7) De ce qui précède il ressort qu’il y aurait urgence à agir. Or les modalités d’amendements établies au titre XIII, articles 282 à 284-4 sont d’une telle exigence en termes de majorité qualifiée et de procédures qu’il faudrait attendre plusieurs années avant de pouvoir modifier quoi que ce soit du texte constitutionnel et en faire appliquer les modifications. Le problème n’est pas de procéder à des amendements puisque la Charte ne l’interdit pas sauf en ce qui concerne la nature démocratique et républicaine de l’État et le recours au referendum. On aurait aimé alors pouvoir disposer de plusieurs niveaux d’amendements distinguant ceux fondamentaux qui se rapporteraient à la nature et à la structure du régime et ceux qui viseraient à corriger les défauts mécaniques, à combler les trous et à procéder à des ajouts d’urgence (la double nationalité par exemple). Tel n’est pas le cas.

8) Je pose des questions comme je le fais depuis plus de 10 ans : le pays peut-il continuer à vivre en danger perpétuel de déséquilibre institutionnel et les pouvoirs publics dans l’inconstitutionnalité? Combien de temps peut-il attendre, sans s’exposer à des crises, pour clarifier les règles du jeu, garantir la stabilité politique, revisiter les bases constitutionnelles d‘organisation de notre État de droit, simplifier les procédures sans pour autant sacrifier à la nature du régime politique et aux droits fondamentaux. Cela est possible, si on le veut, si le pays accepte de remettre à l’ordre du jour le pacte démocratique que ses forces vives avaient promu dans les années 80.

9) On doit observer que lors même que de tous les côtés on dénonce depuis plus de 15 ans les failles et les carences de notre Constitution les conditions normales de fonctionnement de l’État n’étaient point établies. Les crises successives ne pouvaient permettre le déclenchement du processus qui eût abouti logiquement aux amendements nécessaires selon les normes constitutionnelles. Les 44e, 45e, 46e, 47e législatures ont été inopérantes pour diverses raisons : mandat soudainement interrompu ou sérieusement perturbé par des coups d’État (1987-1990, 1991-1994); blocage institutionnel révélant incidemment les failles constitutionnelles (1998-2000); légitimité fortement contestée culminant dans une crise nationale majeure (2001-2004).

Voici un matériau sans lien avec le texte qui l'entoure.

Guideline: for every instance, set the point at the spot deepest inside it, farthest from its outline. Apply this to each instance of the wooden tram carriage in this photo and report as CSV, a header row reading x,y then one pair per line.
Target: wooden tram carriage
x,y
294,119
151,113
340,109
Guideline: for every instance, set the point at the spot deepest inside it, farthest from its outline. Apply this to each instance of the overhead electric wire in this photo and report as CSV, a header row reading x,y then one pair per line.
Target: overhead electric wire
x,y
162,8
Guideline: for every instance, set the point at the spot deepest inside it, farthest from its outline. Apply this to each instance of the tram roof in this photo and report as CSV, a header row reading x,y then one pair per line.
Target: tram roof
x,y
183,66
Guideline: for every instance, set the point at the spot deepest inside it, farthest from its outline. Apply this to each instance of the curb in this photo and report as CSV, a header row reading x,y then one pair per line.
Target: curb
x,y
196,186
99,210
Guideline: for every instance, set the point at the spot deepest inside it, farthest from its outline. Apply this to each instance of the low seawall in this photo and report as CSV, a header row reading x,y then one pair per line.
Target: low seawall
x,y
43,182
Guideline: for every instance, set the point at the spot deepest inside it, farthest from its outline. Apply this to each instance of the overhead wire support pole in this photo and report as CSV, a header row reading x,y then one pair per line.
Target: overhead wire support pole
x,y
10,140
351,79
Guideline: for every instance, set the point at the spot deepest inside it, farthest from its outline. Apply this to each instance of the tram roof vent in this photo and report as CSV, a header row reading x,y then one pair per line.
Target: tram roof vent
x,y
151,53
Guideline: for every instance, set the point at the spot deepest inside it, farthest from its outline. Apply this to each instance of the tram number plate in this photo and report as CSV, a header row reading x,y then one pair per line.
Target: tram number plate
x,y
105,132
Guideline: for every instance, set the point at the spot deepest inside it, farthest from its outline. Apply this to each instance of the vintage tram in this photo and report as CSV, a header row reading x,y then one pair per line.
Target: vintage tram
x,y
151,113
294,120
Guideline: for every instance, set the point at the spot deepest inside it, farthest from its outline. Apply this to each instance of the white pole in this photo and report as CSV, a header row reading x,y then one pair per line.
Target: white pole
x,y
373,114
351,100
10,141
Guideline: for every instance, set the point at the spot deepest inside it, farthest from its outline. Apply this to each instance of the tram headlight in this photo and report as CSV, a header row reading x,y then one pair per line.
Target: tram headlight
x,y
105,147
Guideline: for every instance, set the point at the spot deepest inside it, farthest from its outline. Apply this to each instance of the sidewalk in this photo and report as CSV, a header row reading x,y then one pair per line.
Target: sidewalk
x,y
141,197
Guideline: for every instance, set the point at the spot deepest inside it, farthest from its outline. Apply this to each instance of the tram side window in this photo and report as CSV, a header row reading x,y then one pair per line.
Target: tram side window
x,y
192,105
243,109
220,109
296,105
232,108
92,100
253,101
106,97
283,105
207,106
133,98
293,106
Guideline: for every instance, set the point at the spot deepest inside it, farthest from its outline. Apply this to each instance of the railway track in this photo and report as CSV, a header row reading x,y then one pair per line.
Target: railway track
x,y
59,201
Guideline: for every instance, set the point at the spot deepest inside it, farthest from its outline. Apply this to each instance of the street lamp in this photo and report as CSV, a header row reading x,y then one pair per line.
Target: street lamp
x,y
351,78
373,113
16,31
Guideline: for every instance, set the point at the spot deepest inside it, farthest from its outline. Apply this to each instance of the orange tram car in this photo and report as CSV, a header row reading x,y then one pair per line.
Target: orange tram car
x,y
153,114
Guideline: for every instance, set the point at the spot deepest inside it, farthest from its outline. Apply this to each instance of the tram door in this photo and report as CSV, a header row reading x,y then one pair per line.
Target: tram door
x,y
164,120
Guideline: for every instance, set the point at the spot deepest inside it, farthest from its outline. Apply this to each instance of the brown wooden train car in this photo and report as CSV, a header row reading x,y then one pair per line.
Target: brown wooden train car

10) Dans le processus de normalisation et de ré-institutionnalisation de l’État, des dispositions spéciales et extraordinaires ont déjà été prises : gouvernements intérimaires, calendriers, décrets électoraux et CEP remaniés par voie de consensus, nonobstant les prescrits constitutionnels. Par exemple, le dernier dispositif de gouvernement intérimaire (2004-2006) ne procéda point de dispositions constitutionnelles spéciales en dépit de la démission alléguée du président Aristide, mais d’un compromis politique qui donna l’Accord du 4 avril 2004. Il serait donc logique de pousser à la recherche d’un accord national pour procéder à des amendements constitutionnels dont tout le monde ou presque admet l’impératif. Et même dans l’hypothèse où il est convenu que la meilleure solution est de se conformer strictement à la procédure d’amendements prévue par la Constitution, il n’est pas trop tôt d’inviter à la réflexion sur la question constitutionnelle dont précisément la procédure d’amendement constitue un élément clé.

CONCLUSION

Cette démarche de clarification de la mère de toutes nos lois se justifie en considérant les objectifs de l’instauration de l’État de droit qui postule l’élaboration d’une stratégie adaptée aux conditions du pays. Il faut reconnaître cependant qu’elle déclenche des résistances et alimente la méfiance. Celle-ci prendra de l’ampleur si on ne sait pas convaincre de la haute portée de l’opération qui n’est pas dirigée contre telle catégorie, tel individu ou en faveur de telle catégorie ou tel individu. Aussi, je préconise le maintien de la ligne pédagogique et l’extension de la consultation à l’échelle du pays, la démarche n’ayant de chance d’aboutir que dans la cadre d’un véritable dialogue national mettant les acteurs sociaux et politiques face à leur responsabilité patriotique.